The Philippine Statistics Authority (PSA) reported that employment rate grew by 2.8 percent to 37.5 million from 36.4 million in the same period last year. This means an additional 1.04 million Filipinos employed from January 2014 to January 2015, almost four times the 281,000 jobs generated in the previous year.

Economic Planning Sec. Arsenio Balisacan says the labor market got a boost from a stronger growth in all sectors mainly driven by services which grew by 3.9 percent, contributing a 766,000 net employment gain in January 2015.

“With employment growing faster at 2.8 percent compared to the labor force growth of 1.8 percent and partly due to the stronger growth of services employment, the number of unemployed went down by 334,000 to 2.6 million during the period,” said Balisacan.

All regions posted a decline in unemployment rate during the period as the unemployment rate among the youth dropped to 15 percent from 17.3 percent in January 2014.

Likewise, underemployment, which refers to those who are working but wanted more work, went down to 17.5 percent from 19.5 percent a year ago. This translates to a reduction in the number of underemployed workers to 6.5 million in January 2015 from about 7.1 million a year ago.

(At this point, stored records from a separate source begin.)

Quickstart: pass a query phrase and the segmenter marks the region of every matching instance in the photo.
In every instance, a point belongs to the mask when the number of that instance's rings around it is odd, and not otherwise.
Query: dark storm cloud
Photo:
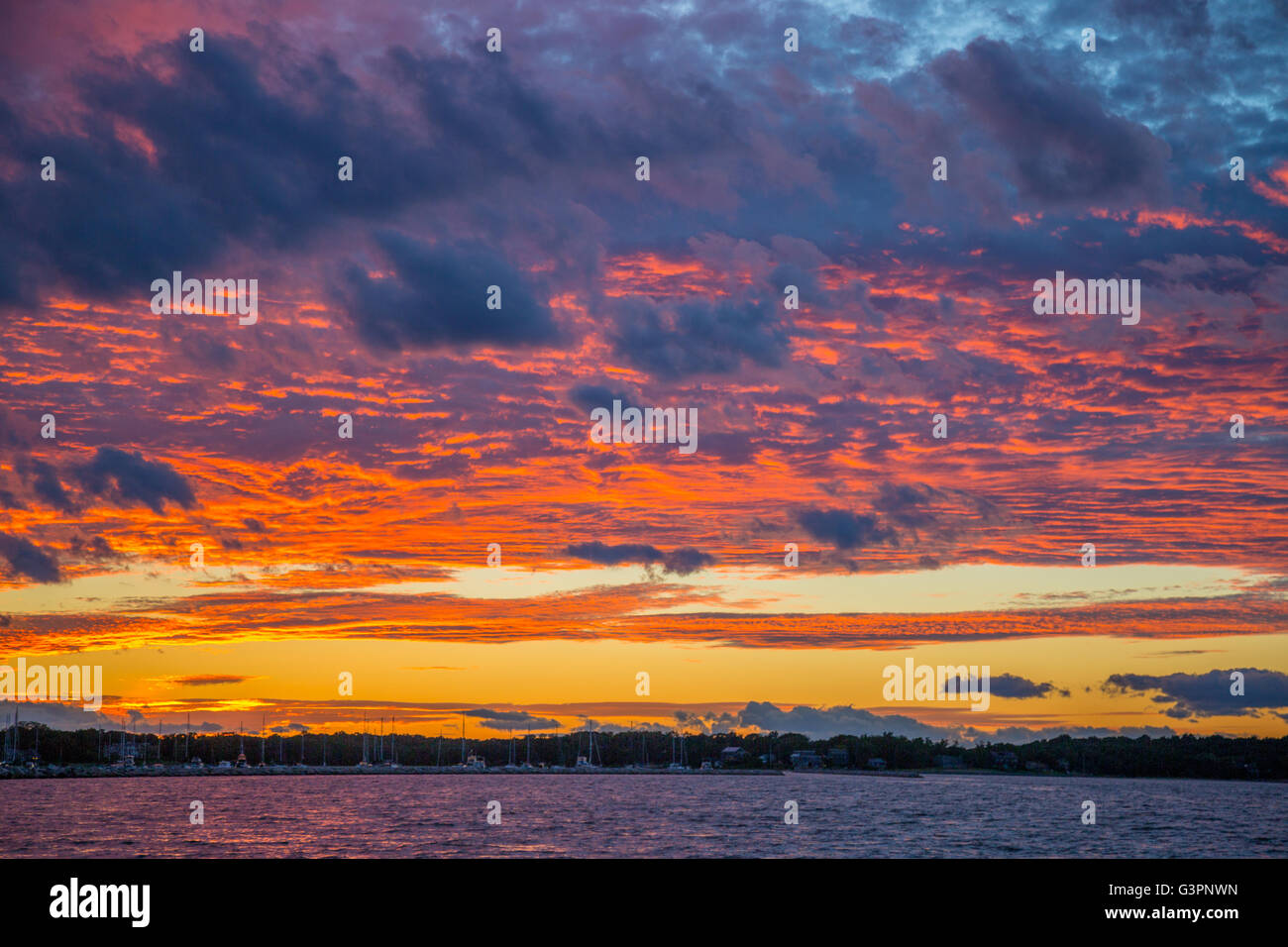
[[[99,447],[94,460],[76,468],[76,478],[86,492],[130,506],[142,504],[162,513],[166,501],[188,509],[196,505],[188,482],[169,464],[146,460],[139,452]]]
[[[558,731],[563,729],[554,718],[535,716],[527,710],[466,710],[465,716],[473,716],[482,727],[489,731]]]
[[[837,549],[866,549],[878,542],[894,541],[894,532],[867,513],[844,509],[806,509],[796,514],[796,522],[819,542],[829,542]]]
[[[0,557],[9,563],[14,575],[26,576],[37,582],[57,582],[61,580],[58,560],[31,540],[0,532]]]
[[[623,411],[627,407],[638,407],[629,394],[604,385],[573,385],[568,390],[568,399],[582,411],[594,411],[596,407],[611,408],[614,401],[622,402]]]
[[[661,563],[662,571],[674,572],[679,576],[688,576],[715,564],[715,557],[692,546],[680,546],[665,553],[657,546],[644,542],[622,542],[620,545],[605,545],[598,540],[594,542],[577,542],[565,549],[568,555],[600,566],[621,566],[627,562],[636,562],[641,566],[654,566]]]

“For this period, the number of underemployed persons contracted among wage and salary workers, as well as self-employed workers, which possibly means greater availability of more remunerative jobs and more profitable ventures,” said Balisacan.

“From employment gains to reductions in unemployment and underemployment, the labor market is becoming robust, and we hope that this will continue and further benefit the poor, especially as the economy grows faster at a higher trajectory.”

Balisacan stressed the importance of ensuring that the gains in employment and income are not eroded by high food prices.

“The recent report on poverty highlighted the impacts of high food prices mostly to low-income families. Our significant strides in poverty reduction through better quality jobs and higher incomes must move forward along with cheaper food prices. Elevated rice prices are of particular concern, as rice takes up about 20 percent of the budget of the poor,” said Balisacan.

He also pointed out that the government must continue its efforts to create a more supportive business environment, allowing the private sector to create more and better jobs.

Labor and employment data for the January 2015 LFS round still excluded Region 8, in order to be comparable with the labor and employment data released by the PSA in the January 2014 LFS round.

Region 8 suffered from devastation by typhoon Yolanda causing labor displacement and thus no survey was conducted in the area last year. An alternative estimate which excludes Leyte only, rather than the whole Region 8, in the January 2015 LFS round shows little effect on the estimate of the national unemployment rate.